If you try to build the simulator without the -I
flag, you will also face the following error. While you can also get away with it by manually installing the listed packages, it’s just better to do it by the official documentation to avoid potential problems later on.
At one point I could see tunneled interface getting created on the UE simulator but with no IP getting assigned. When I checked the SGW logs it was showing no response is getting received for create session request. This is where I had to open up port 2123 for the connection to go through.

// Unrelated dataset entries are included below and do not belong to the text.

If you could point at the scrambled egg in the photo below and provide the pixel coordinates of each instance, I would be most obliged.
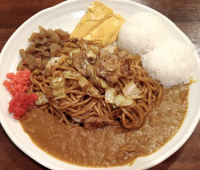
(97, 13)
(99, 24)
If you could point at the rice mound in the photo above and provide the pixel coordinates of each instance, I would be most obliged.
(164, 57)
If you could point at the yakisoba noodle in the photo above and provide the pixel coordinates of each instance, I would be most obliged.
(78, 105)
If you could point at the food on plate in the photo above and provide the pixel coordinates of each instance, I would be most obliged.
(107, 32)
(166, 58)
(96, 14)
(89, 84)
(18, 86)
(99, 24)
(94, 103)
(112, 145)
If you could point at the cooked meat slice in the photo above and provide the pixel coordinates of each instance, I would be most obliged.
(34, 36)
(41, 41)
(55, 38)
(38, 62)
(64, 35)
(29, 59)
(32, 66)
(21, 66)
(98, 122)
(55, 49)
(79, 63)
(30, 49)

Below is also a snapshot showing the UDP response for GTP of SGW-U coming out of a different source IP due to the worker node performing a NAT on the source Pod IP. While you may be able to find a work around with it by configuring another NAT, I’ve had no luck trying to make it work. I retired from doing so since anyway a Pod IP (at least in this kind of setup) isn’t really best paired with a NAT.